Lapa da Chuva é tombada como patrimônio cultural de Presidente Olegário
Decreto municipal reconhece a importância histórica, cultural e arqueológica do sítio localizado no distrito de Santiago de Minas, garantindo proteção permanente ao local.
A Prefeitura de Presidente Olegário oficializou o tombamento do sítio arqueológico Lapa da Chuva, localizado na zona rural do distrito de Santiago de Minas. A medida foi formalizada por meio do Decreto nº 2.207, publicado em 16 de junho de 2026, e garante proteção legal permanente a um dos mais importantes patrimônios históricos e culturais do município.

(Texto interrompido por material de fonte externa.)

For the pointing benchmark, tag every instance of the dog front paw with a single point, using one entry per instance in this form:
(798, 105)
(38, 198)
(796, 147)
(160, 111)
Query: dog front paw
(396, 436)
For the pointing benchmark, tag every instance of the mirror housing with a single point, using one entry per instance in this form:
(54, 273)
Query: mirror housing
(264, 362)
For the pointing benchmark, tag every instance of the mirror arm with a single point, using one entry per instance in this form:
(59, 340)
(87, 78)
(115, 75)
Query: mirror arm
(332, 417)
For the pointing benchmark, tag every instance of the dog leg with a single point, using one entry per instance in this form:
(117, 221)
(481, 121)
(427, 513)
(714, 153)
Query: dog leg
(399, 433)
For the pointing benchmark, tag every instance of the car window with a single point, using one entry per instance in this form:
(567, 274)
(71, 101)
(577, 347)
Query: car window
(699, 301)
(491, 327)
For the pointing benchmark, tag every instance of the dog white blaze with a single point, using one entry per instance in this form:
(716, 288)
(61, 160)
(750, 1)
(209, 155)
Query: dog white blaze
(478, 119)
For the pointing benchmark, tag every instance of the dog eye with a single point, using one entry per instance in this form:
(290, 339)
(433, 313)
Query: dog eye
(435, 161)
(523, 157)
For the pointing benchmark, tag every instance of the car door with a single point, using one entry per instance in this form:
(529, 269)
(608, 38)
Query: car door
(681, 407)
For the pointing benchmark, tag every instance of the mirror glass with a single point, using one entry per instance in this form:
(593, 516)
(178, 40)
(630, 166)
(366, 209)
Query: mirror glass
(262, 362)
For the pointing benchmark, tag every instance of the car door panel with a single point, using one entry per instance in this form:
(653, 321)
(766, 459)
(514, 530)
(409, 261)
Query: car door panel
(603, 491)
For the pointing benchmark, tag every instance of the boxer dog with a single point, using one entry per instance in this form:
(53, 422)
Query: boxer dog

Assinado pelo prefeito Rhenys da Silva Cambraia, o decreto reconhece o valor histórico, cultural e arqueológico da área, que passa a integrar oficialmente o Acervo Protegido Municipal. Com a nova condição, qualquer intervenção no local deverá seguir critérios específicos de preservação estabelecidos pelos órgãos competentes.
A decisão atende a uma deliberação do Conselho Municipal do Patrimônio Cultural de Presidente Olegário, aprovada em reunião realizada em julho de 2025. O conselho considerou que o sítio arqueológico possui características de grande relevância para a preservação da história, da cultura e da memória do município.
O imóvel onde está localizado o sítio pertence a José Hermógenes Bomtempo, que não apresentou oposição ao processo de tombamento. O decreto também destaca a importância da proteção dos bens culturais, materiais e imateriais, como forma de preservar a identidade e a trajetória histórica da comunidade local.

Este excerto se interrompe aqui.